Le cadeau d'Ibrahim / Chapitre 3

Chapitre 3

Notre retour fut fêté au village. Chaque homme conta un exploit qui le mit en valeur. Je me tus, me laissais oublier à l’abri de la lumière. La seule chose que je souhaitais révéler, celle qui me taraudait, ne pouvait être partagée. Mon frustre langage d’alors ne pouvait trouver les mots pour expliquer l’étrange sensation de me pisser dessus lorsque j’urinai sur cette pauvre vieille souche ; le dégoût de l’urine s’infiltrant dans les méandres de mon écorce, allant souiller la terre qui ne me nourrissait plus ; le lien insolite qui palpitait de l’arbre à mon corps. Je dissimulais la perception qui me troublait, fermement décidé à dompter ma raison, museler les questions qui crépitaient au seuil de la folie. Parler eut déclenché, au mieux, l’hilarité générale, pour avoir ensuite «le pisseux» en surnom jusqu’à la fin de mes jours ; au pire, on m’eut pris pour un farfadet, de ceux qui vivent avec l’étrange, ou un simplet, ce qui ne vaut guère mieux. Je voulais être respecté. Alors, je me tus.
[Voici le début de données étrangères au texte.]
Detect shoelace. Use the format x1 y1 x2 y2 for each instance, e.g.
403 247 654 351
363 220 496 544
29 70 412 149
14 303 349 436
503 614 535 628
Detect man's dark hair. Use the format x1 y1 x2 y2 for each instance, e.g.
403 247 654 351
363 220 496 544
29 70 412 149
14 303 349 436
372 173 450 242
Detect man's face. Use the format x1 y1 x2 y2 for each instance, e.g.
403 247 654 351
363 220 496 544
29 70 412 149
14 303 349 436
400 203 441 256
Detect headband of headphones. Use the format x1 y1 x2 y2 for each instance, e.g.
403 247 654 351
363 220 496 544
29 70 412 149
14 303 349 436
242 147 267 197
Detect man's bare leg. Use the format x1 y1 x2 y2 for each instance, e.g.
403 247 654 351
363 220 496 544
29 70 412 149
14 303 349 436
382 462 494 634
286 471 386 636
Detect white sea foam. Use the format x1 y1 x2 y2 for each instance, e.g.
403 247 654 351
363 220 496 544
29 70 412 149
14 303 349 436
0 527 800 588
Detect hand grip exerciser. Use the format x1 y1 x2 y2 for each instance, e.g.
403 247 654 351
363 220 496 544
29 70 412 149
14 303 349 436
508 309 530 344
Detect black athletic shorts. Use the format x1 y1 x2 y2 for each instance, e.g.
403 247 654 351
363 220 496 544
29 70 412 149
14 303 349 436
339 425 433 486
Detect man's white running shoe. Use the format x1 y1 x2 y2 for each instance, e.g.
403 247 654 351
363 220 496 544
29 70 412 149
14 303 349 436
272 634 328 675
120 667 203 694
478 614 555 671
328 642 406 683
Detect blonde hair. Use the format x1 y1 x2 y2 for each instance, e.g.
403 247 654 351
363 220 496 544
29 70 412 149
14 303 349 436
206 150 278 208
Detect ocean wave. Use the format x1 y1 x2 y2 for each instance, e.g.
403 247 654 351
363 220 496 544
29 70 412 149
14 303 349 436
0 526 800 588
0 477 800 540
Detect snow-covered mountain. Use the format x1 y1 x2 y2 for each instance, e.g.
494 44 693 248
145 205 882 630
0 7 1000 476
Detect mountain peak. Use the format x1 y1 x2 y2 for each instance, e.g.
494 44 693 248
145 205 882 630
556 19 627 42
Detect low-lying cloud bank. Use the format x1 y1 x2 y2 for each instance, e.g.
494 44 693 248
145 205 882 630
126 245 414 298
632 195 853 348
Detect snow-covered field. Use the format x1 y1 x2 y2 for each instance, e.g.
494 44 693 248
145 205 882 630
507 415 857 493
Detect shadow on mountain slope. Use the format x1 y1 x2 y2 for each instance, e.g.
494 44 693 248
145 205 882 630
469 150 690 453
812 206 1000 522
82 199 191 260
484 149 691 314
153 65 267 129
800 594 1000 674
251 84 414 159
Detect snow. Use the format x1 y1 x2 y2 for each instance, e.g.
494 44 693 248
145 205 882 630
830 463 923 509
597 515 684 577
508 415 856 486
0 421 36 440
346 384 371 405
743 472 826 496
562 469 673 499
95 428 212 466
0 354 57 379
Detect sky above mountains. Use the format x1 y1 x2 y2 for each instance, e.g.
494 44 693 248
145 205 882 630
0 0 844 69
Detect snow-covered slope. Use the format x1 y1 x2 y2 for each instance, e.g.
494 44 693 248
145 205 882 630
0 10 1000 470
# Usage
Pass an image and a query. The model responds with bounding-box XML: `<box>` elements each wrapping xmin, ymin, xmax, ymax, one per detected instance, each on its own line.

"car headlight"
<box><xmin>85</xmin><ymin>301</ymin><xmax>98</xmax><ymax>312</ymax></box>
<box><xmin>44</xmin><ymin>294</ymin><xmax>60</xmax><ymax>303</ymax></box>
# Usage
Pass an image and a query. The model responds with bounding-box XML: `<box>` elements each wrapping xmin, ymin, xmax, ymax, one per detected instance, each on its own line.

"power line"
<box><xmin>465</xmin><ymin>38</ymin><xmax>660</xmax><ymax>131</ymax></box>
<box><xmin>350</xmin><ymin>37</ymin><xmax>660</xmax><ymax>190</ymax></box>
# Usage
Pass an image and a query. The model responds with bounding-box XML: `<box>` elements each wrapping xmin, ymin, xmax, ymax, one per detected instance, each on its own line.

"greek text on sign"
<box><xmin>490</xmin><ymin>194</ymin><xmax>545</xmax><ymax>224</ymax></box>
La mère accepta mon nouveau statut de petit homme et ne me cajola point trop. Il en fut tout autre de Goulette qui, bien seule durant mon absence, voulut combler ce manque d’un verbiage sans fin, qui m’indisposait. Je ne devais plus traîner avec les mômes, encore moins une fillette, fusse-t-elle ma sœur, pour bien marquer mon appartenance au clan adulte. Je la tançais donc avec dédain, du haut de mes douze ans, peu enclin à perdre mon prestige pour cette gamine fureteuse et solitaire. Quand au vieux, comme à son ordinaire, avare de mots et drapé de respect, il me retrouva d’une bourrade et disparut tout aussitôt. J’étais heureux tout de même : les revoir, retrouver la soupe épaisse de la mère, un nid familier où me poser, et, surtout, le sentiment d’une vie toute neuve dont je prenais enfin possession. Et ma Goulette... En famille, je pouvais la tutoyer sans honte. Elle me bouda un peu mais ne put résister bien longtemps à nos secrets d’enfants. Nous allâmes nous cacher, comme antan, dans le passage Meunier et, au chaud de notre amitié, échanger nos vies qui s’éloignaient. Je lui décris les arbres, mon dégoût à les briser.
    - Mon choix est fait Goulette. Plus jamais je n’irai bûcheronner.
    - Mais, tu ne peux choisir ! C’est le père qui décide.
    - Je préfère fuir et mendier mon pain.
    - Tu es fada ! Et moi ? Je ne te verrai plus ?
    - Tu peux venir, si tu veux.
    - Où ?
    - Nous pourrions suivre le montreur d’ours, il m’aime bien. J’apprendrai le métier, et toi, tu confectionneras des colifichets que nous vendrons.
    - J’ai peur des ours. Paul ! Je t’en prie, restons ensemble à la maison.
    - Ne pleure pas ma Goulette. Je trouverai une autre idée.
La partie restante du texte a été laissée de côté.